Following the renaissance of the town in the pre-modern and modern period, during the eighteenth century, the political and administrative center moved westward around the Fortress of Oradea, on the current location of the Union Square, at the west end of the former medieval district called the Saturday Fair / Forum (Forum Sabbatho). There have emerged a number of establishments, offices, and centers of church parish institutions that made the nucleus of the New Town take shape on the left bank of the river Crişului Repede.

In the central square of the district called New Town were build the first Roman Catholic Episcopal Church from 1720-1741 The Orthodox Church of ” Adormirea Maicii Domnului” in 1794 and the Greek Catholic Church from 1800 to 1810.

The fund built in the Union Square area is a valuable and quite heterogeneous both in terms of architectural styles represented here (baroque, classical, eclectic, Secession, modernist) and on adopted spatial configurations accents and height arrangements.
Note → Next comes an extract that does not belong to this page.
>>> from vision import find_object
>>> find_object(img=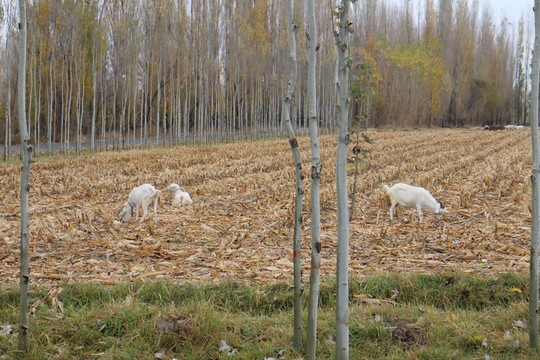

The Western Front is dominated by two representative buildings: the Town Hall built in a neo-renaissance style in 1901-1904 by the architect Kálmán Rimanóczy and Greek Catholic Bishop Palace, built between 1903-1905 according to the plans of the same architect. The Kovács House, located at the southeast corner of St. Paul and Union Square is the most remarkable civil building built in the early nineteenth century in Neoclassical style.

The Northeastern corner of Union Square is marked by the Black Eagle Palace building, the most emblematic monument of the Oradean Secession, with a complex spatial configuration and lechnerian styled facades, the work of architects Komor Marcell and Jakab Dezső (1907-1908).